Cancer Care Experiences
NCCS asked patients and caregivers several questions in this year’s survey to better understand their experiences throughout the continuum of care.
This year, 80% of patients, 87% of caregivers, and 59% of NCCS-connected individuals reported receiving a care plan from their health care team that helped them understand what to expect. Patients currently in treatment are more likely to say their health care team provided a care plan, while those who completed treatment are more likely to say they did not or are unsure. Further exploration for next year’s survey will be to understand the nature of the care plan, whether it was oral or in writing, and how detailed it was.
Most patients remain very satisfied with each stage of their care, and satisfaction has increased this year on several dimensions. Most patients with Stage IV cancer (56%) who were asked about their satisfaction with end-of-life planning and care were unable to comment, which may indicate that they have not had these conversations as part of their care. Ninety percent (90%) of caregivers said they attended all or most appointments with their loved ones. They were significantly less satisfied and more critical of the care their loved one received. Caregivers’ satisfaction with care is at least 10 points lower at nearly every phase of the cancer journey. However, both caregiver and patient satisfaction is higher among those who received a care plan.

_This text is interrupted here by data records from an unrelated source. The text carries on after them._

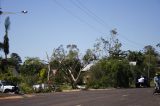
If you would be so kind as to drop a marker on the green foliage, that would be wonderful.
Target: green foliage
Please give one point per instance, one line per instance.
(25, 88)
(110, 73)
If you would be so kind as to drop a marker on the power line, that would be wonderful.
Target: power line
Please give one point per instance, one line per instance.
(88, 12)
(98, 19)
(77, 17)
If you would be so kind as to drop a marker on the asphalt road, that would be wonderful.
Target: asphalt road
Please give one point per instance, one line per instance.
(114, 97)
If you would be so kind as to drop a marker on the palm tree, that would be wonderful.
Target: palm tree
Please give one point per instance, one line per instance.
(6, 39)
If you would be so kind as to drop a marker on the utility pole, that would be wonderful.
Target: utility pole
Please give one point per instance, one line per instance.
(149, 67)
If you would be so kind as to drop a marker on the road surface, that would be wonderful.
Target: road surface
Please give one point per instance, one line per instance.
(114, 97)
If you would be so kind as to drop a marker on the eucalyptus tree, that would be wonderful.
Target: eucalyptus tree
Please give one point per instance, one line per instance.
(69, 64)
(151, 58)
(109, 47)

Consistent with previous years, patients largely report positive experiences with their health care team, but certain groups report less satisfaction with their care. Eighty-two percent (82%) of patients say they completely trust their health care team to act in their best interest. However, this is lower among Black (74%) and Hispanic (73%) patients. Further, 69% of patients say they felt their health care provider always listened and respected their questions and concerns, but only 51% of young adults agree. At the same time, only 63% of caregivers trusted their health care team to act in their loved one’s best interest, while just 53% felt the health care provider always listened and respected their or their loved one’s questions and concerns.

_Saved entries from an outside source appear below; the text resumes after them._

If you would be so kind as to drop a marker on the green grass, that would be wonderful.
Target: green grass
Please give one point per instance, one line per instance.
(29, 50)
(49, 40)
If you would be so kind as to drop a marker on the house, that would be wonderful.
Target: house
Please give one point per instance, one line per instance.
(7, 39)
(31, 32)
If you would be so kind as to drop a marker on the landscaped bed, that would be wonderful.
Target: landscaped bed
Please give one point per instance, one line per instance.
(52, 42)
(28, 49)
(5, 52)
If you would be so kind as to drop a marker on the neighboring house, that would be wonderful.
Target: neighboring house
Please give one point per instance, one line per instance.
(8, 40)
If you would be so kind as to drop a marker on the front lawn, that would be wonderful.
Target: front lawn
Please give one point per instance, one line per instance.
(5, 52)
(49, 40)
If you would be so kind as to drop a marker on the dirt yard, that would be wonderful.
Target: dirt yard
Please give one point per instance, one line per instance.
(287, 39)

In this year’s survey, 90% of patients say they experienced at least one symptom during treatment. As in previous years, feeling overly tired and mental health concerns are still the primary symptoms experienced, both of which increased since last year. Women, Black and Hispanic patients, and young adults are more likely to experience a variety of symptoms, with six-in-ten young adults reporting mental health issues. Patients who have completed treatment are most likely to report still experiencing sexual concerns, fatigue, mental health issues, and neuropathy. LGBTQ patients are significantly more likely to say they still experience mental health issues (34% compared to 18% overall).

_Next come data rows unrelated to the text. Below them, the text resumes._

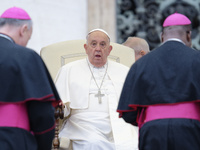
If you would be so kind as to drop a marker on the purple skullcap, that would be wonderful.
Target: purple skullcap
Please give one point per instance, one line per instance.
(16, 13)
(101, 30)
(176, 19)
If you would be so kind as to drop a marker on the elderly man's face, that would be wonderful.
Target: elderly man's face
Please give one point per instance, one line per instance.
(98, 48)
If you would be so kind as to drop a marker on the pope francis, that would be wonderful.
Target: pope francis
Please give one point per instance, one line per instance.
(90, 90)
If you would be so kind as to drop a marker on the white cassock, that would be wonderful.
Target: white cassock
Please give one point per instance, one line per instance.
(92, 125)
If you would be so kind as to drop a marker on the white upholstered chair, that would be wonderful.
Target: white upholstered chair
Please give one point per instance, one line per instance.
(58, 54)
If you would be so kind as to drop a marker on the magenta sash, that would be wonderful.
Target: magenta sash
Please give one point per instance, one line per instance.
(14, 115)
(183, 110)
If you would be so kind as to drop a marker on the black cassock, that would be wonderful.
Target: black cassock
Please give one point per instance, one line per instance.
(169, 74)
(24, 79)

Most patients and caregivers say they felt very informed about side effects from treatment, compared to only 44% of NCCS-connected individuals. However, less than half of patients say their health care team was very helpful in addressing some of the most common side effects. Specifically, patients report that their health care teams were less helpful in addressing memory loss and cognitive issues, insomnia or sleeplessness, and sexual concerns. Patients who received a care plan felt more informed and that their care team was helpful.
During the post-treatment stage, 44% of patients report seeing their oncologist for follow-up care, compared to 30% of patients who see their primary care physician. During these visits, patients primarily discuss follow-up tests to monitor their cancer with their health care provider. Far fewer discuss other issues, nor do they express interest in doing so. Patients who continue to see their oncologist during post-treatment care are more likely to discuss follow-up tests, quality of life, support groups, and a survivorship care plan than those who see their primary care provider.
Patients also express experiencing financial impacts because of their cancer. The number of patients impacted financially decreased nationally to 43% (compared to 47% in 2022), but young, Black, Hispanic, and NCCS-connected patients, as well as patients with Stage IV cancer, continue to report more financial hardship. Caregivers also have higher rates of financial consequences. Overall, patients were more likely to say that they had to spend savings or retirement money to cover living expenses, apply for government financial assistance, or borrow money from family or friends.